Na Solenidade dos Santos Apóstolos Pedro e Paulo (29 de junho de 2022), o Papa Francisco ofereceu à Igreja a Carta Apostólica Desiderio Desideravi, sobre a formação litúrgica do Povo de Deus. Ao contrário do Motu Proprio Traditionis Custodes, sobre o uso da Liturgia Romana anterior à reforma, que foi direcionada apenas aos bispos, a Carta Apostólica Desiderio Desideravi, para além dos bispos, é destinada aos padres e diáconos, às pessoas consagradas e aos fiéis leigos. Como é próprio do Papa Francisco, que como pastor costuma falar com muita simplicidade ao coração de seu Povo, seu intento não é o de oferecer uma instrução ou um diretório, mas um texto de caráter bíblico, patrístico e litúrgico, para meditação, reflexão; para auxiliar na redescoberta da beleza da verdade da celebração litúrgica (cf. DD, n. 21).
Ao longo da carta apostólica, percebe-se nitidamente o desejo do Santo Padre em assegurar a comunhão eclesial em torno do Rito Romano e promover uma aplicação das conclusões emanadas do Concílio Vaticano II, especificamente a partir da Sacrosanctum Concilium, reacendendo o ardor e a beleza da liturgia. Entende ele que “Uma Celebração que não evangeliza não é autêntica, tampouco um anúncio que não leva ao encontro com o Ressuscitado na Celebração: ambos, portanto, se carentes do testemunho da caridade, são como ‘um bronze que soa ou um címbalo que retine’ (1Cor 13,1)” (DD, n. 37).
A educação a partir do simbólico é algo que o texto também evidencia para assegurar o estupor – a admiração – a partir da liturgia, que é lugar, por excelência, do encontro com Cristo. Para o Papa Francisco, torna-se importante permitirmos formar-nos pela liturgia, cada um conforme a própria vocação, de modo que o próprio coração possa melhor entender o que vive: “a formação litúrgica, em sua primeira acepção, não é algo que possa ser conquistado de uma vez por todas: uma vez que o dom do mistério celebrado supera a nossa capacidade de conhecimento, esse empenho certamente deverá acompanhar a formação permanente de cada um, com a humildade dos pequenos, atitude que abre ao estupor” (DD, n. 38). A Carta prossegue oferecendo uma oportunidade de reflexão muito rica aos ministros ordenados quanto à arte de presidir a Eucaristia, e, também, aos fiéis leigos quanto à formação da personalidade cristã do indivíduo e da comunidade (cf. DD, n. 53).

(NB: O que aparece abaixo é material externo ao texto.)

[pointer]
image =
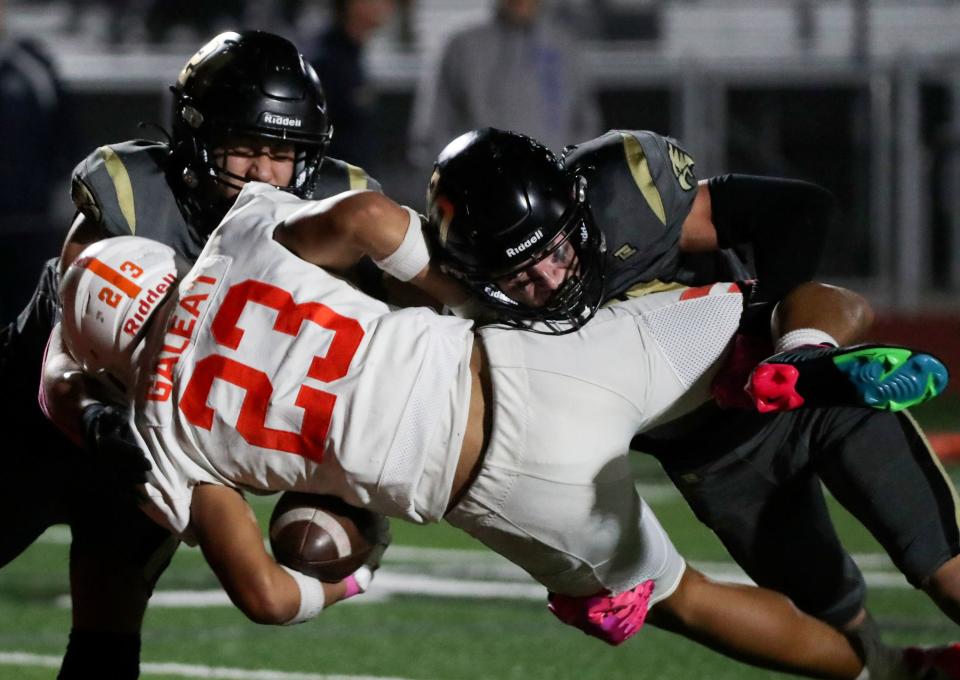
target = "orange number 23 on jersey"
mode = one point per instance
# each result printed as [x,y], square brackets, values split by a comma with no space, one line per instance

Permitir formar-se pela Liturgia, portanto, não significa seguir um conjunto de rubricas e normas – o que chamamos de “rubricismo”, nem tampouco celebrar a Eucaristia sem piedade ou gosto – de modo exasperado, numa chamada criatividade “selvagem”. Uma autêntica formação litúrgica é espaço para reconhecer a Liturgia como grande obra de adoração e louvor da Igreja. É perceber “a importância de uma arte da celebração que está ao serviço da verdade do Mistério pascal” (DD, n. 62). Talvez, um primeiro passo a ser dado seja justamente cada um permitir “se render ao seu amor, de querer se deixar ser atraído por Ele” (DD, n. 6).
As palavras do Papa Francisco são um esperançoso convite para superarmos as divisões e, num caminho sinodal, ouvirmos o que o Espírito diz à Igreja (cf. Ap 3,13), deixando-nos surpreender com e pela beleza da Liturgia. Permitamo-nos, pois, ser envolvidos por este desejo que o Senhor tem em cada Eucaristia de poder comer ardentemente a Páscoa conosco (cf. Lc 22,15).